Lost in all the talk of Africa is that the first recipient of Hamels Foundation money was Philadelphia. “It was a football community, and baseball just kind of took over,” Cole says. “And we were like, let’s do something, because these people have welcomed us with open arms. We got a fast understanding of how bad the schools are here.” Cole has yet to visit Malawi—the risk of malaria is too great, and the Phillies don’t need their ace catching a potentially fatal disease. But he’s a regular at ribbon- cuttings for the 25 local public schools that have so far received $790,000 in Hamels grants, for everything from literary programs to playgrounds. Heidi, her mother and a few Hamels educators interview each prospective recipient school principal in person. “One person can make a difference,” Heidi says. “That one person is the principal. You make a difference in these kids’ lives, and we want to help you make the biggest impact. You got something great goin’ on, man.
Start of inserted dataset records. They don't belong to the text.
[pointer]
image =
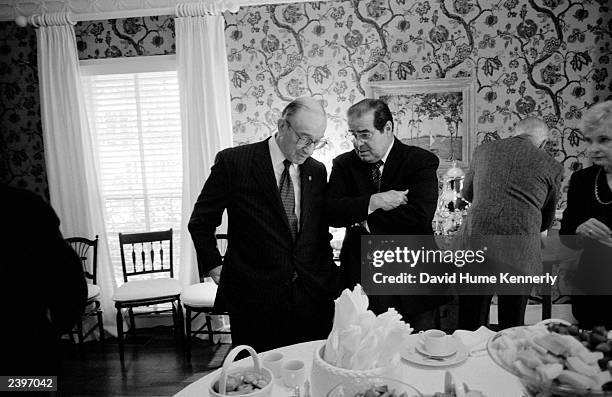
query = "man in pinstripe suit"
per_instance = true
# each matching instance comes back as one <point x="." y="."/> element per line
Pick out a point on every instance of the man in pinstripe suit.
<point x="513" y="185"/>
<point x="277" y="278"/>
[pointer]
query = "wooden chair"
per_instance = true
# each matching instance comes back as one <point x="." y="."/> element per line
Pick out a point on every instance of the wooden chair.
<point x="87" y="250"/>
<point x="144" y="258"/>
<point x="200" y="299"/>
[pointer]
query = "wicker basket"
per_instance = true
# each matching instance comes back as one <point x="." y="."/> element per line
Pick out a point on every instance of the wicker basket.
<point x="256" y="368"/>
<point x="325" y="376"/>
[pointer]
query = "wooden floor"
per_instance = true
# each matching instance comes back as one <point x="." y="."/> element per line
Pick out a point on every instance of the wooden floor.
<point x="154" y="366"/>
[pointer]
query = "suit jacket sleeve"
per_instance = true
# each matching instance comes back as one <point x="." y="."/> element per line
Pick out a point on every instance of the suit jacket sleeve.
<point x="550" y="205"/>
<point x="207" y="214"/>
<point x="418" y="213"/>
<point x="342" y="210"/>
<point x="573" y="216"/>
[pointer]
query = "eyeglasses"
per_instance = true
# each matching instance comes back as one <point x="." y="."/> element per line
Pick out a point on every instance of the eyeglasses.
<point x="359" y="136"/>
<point x="306" y="141"/>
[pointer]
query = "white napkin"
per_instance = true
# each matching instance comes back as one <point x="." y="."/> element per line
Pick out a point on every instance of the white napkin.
<point x="474" y="340"/>
<point x="361" y="340"/>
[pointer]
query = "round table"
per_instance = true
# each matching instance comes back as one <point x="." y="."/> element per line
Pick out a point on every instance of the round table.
<point x="479" y="373"/>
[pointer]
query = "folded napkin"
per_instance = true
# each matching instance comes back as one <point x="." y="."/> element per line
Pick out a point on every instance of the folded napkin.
<point x="474" y="340"/>
<point x="359" y="339"/>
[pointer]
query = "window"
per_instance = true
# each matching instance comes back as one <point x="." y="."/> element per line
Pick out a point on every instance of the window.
<point x="135" y="121"/>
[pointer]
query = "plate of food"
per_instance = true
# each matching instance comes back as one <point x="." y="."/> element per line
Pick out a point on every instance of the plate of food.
<point x="556" y="358"/>
<point x="415" y="354"/>
<point x="374" y="387"/>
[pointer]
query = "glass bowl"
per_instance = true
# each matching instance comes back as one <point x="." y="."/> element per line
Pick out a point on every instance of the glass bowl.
<point x="359" y="386"/>
<point x="532" y="386"/>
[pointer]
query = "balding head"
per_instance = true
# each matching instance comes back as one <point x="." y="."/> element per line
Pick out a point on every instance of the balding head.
<point x="301" y="128"/>
<point x="533" y="129"/>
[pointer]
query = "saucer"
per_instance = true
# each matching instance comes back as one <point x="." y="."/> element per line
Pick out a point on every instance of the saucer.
<point x="452" y="349"/>
<point x="410" y="354"/>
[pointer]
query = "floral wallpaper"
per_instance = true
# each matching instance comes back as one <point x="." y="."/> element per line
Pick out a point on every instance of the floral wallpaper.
<point x="22" y="162"/>
<point x="546" y="58"/>
<point x="128" y="37"/>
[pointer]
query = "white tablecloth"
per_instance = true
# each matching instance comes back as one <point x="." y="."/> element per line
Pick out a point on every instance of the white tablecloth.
<point x="479" y="373"/>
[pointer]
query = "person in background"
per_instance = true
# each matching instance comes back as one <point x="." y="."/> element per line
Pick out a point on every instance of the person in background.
<point x="587" y="221"/>
<point x="277" y="278"/>
<point x="44" y="290"/>
<point x="513" y="185"/>
<point x="382" y="187"/>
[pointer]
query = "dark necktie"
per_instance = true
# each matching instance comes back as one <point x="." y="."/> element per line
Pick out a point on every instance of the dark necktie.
<point x="375" y="173"/>
<point x="288" y="198"/>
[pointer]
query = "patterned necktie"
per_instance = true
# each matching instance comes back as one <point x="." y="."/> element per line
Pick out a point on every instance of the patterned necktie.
<point x="288" y="198"/>
<point x="375" y="173"/>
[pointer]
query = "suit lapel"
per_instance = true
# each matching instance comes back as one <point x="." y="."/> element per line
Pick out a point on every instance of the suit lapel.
<point x="361" y="175"/>
<point x="264" y="173"/>
<point x="306" y="190"/>
<point x="391" y="165"/>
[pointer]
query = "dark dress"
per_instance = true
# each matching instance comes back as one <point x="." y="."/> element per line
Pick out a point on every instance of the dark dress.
<point x="593" y="276"/>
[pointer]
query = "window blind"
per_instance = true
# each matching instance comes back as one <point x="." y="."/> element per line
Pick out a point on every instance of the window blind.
<point x="135" y="120"/>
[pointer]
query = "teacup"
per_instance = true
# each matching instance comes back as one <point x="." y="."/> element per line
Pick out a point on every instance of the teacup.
<point x="274" y="362"/>
<point x="294" y="373"/>
<point x="435" y="341"/>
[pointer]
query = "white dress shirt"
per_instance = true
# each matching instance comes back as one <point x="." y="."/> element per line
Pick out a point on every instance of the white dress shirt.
<point x="277" y="158"/>
<point x="381" y="168"/>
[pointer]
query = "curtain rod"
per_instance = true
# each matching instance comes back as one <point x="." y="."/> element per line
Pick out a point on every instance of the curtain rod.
<point x="22" y="20"/>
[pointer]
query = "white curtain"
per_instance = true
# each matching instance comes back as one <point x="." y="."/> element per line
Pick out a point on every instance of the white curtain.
<point x="69" y="154"/>
<point x="205" y="106"/>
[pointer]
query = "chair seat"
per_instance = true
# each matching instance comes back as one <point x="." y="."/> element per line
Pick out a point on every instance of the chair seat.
<point x="92" y="291"/>
<point x="147" y="289"/>
<point x="200" y="295"/>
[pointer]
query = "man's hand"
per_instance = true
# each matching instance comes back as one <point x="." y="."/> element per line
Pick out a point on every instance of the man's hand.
<point x="215" y="274"/>
<point x="388" y="200"/>
<point x="594" y="229"/>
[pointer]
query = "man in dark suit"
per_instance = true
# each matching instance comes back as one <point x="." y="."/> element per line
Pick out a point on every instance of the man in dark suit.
<point x="513" y="185"/>
<point x="44" y="288"/>
<point x="382" y="187"/>
<point x="277" y="277"/>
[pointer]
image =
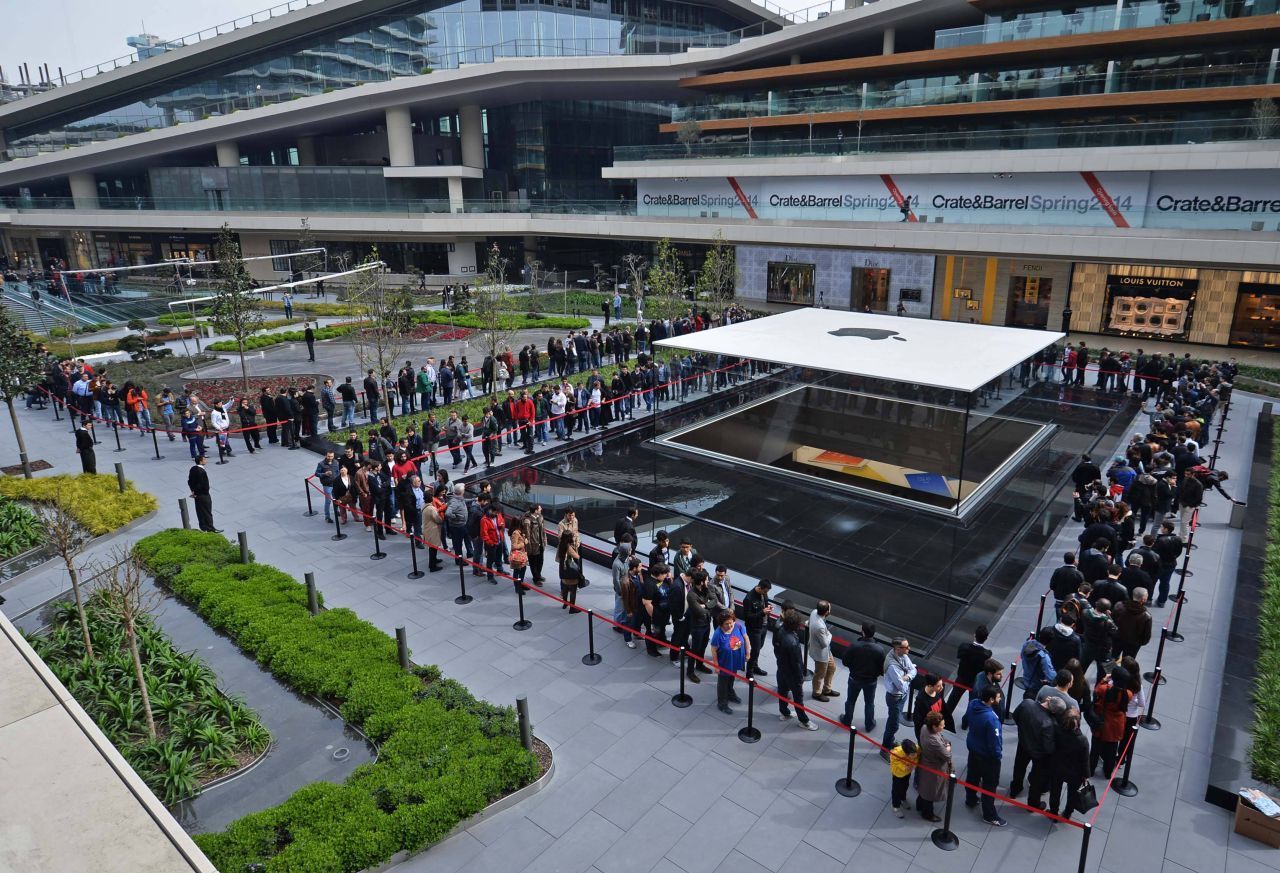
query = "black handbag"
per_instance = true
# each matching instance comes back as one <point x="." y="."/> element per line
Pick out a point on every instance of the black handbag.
<point x="1086" y="798"/>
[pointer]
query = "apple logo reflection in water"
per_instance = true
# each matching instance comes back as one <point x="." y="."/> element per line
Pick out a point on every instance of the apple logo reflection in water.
<point x="868" y="333"/>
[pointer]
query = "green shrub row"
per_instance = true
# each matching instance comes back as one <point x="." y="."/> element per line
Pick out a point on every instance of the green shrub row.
<point x="1265" y="752"/>
<point x="443" y="754"/>
<point x="94" y="501"/>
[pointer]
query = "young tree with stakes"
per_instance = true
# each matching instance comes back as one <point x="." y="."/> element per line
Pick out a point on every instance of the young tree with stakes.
<point x="64" y="535"/>
<point x="22" y="365"/>
<point x="236" y="309"/>
<point x="126" y="594"/>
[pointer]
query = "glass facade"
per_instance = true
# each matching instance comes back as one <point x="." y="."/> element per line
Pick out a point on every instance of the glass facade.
<point x="414" y="41"/>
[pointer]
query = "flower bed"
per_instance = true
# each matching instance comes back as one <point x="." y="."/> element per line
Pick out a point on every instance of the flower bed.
<point x="444" y="755"/>
<point x="201" y="734"/>
<point x="94" y="501"/>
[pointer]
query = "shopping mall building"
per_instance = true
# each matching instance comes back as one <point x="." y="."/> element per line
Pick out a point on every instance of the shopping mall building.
<point x="1002" y="161"/>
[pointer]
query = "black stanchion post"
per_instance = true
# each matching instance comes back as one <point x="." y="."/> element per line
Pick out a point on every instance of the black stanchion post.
<point x="592" y="657"/>
<point x="402" y="647"/>
<point x="1160" y="657"/>
<point x="464" y="598"/>
<point x="1124" y="786"/>
<point x="1150" y="720"/>
<point x="750" y="734"/>
<point x="942" y="836"/>
<point x="412" y="554"/>
<point x="682" y="699"/>
<point x="312" y="594"/>
<point x="521" y="624"/>
<point x="1008" y="718"/>
<point x="848" y="786"/>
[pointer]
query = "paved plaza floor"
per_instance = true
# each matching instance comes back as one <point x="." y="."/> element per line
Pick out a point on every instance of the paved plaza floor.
<point x="643" y="786"/>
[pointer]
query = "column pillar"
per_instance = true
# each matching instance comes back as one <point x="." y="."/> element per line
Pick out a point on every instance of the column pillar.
<point x="306" y="151"/>
<point x="400" y="137"/>
<point x="228" y="154"/>
<point x="456" y="199"/>
<point x="472" y="136"/>
<point x="83" y="190"/>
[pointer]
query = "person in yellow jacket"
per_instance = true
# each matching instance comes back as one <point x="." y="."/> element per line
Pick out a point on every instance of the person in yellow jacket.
<point x="901" y="762"/>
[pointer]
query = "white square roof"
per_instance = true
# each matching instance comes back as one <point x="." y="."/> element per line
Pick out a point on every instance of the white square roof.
<point x="923" y="351"/>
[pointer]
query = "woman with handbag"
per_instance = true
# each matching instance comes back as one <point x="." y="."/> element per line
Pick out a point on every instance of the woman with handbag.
<point x="1069" y="767"/>
<point x="519" y="560"/>
<point x="571" y="567"/>
<point x="931" y="785"/>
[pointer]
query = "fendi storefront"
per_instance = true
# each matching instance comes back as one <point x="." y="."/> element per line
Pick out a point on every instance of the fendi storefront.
<point x="1214" y="307"/>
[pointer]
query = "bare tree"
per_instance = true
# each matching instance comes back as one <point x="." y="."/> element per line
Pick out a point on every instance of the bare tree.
<point x="490" y="304"/>
<point x="236" y="309"/>
<point x="387" y="315"/>
<point x="126" y="594"/>
<point x="64" y="535"/>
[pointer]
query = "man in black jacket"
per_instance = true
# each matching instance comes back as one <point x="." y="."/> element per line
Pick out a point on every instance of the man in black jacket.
<point x="757" y="612"/>
<point x="865" y="662"/>
<point x="1036" y="721"/>
<point x="197" y="483"/>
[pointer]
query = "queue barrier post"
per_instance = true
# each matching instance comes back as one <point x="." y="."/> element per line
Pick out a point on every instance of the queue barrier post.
<point x="749" y="734"/>
<point x="402" y="648"/>
<point x="848" y="786"/>
<point x="592" y="656"/>
<point x="412" y="557"/>
<point x="1124" y="786"/>
<point x="1150" y="720"/>
<point x="1084" y="846"/>
<point x="682" y="699"/>
<point x="521" y="624"/>
<point x="1160" y="657"/>
<point x="312" y="595"/>
<point x="464" y="598"/>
How can we be a part of that?”
Stetson Middle School didn’t appear to have anything great going on. Stalled at the corner of B and Allegheny streets in Kensington, it was on the city’s “persistently dangerous” list. When Renato Lajara was offered the job as its principal, a district official called him to suggest he think about whether he wanted to take on such a lost cause. But Lajara, who grew up less than a mile away, didn’t hesitate. Heidi’s group was so excited after meeting him, they called back that afternoon to share the good news: Stetson would be the foundation’s first grant recipient. A $50,000 check was on its way. Lajara was the last person left in the building. No one heard his cries of joy, or his sobbing.
“I still get goose bumps,” Lajara tells me of that phone call. “It showed our kids that people really cared about them. In the past, no one did.”
He goes on to talk about how Heidi and her mom came back to help paint the library, and how his science classes have actual lab tables now. He tells me that when his father died three years ago, long after Heidi and Cole were done at Stetson, he received a huge plant from the couple. “It’s supposed to bring happiness,” he says. Hours after our interview ends, Lajara emails me a photo. The plant is still in his office.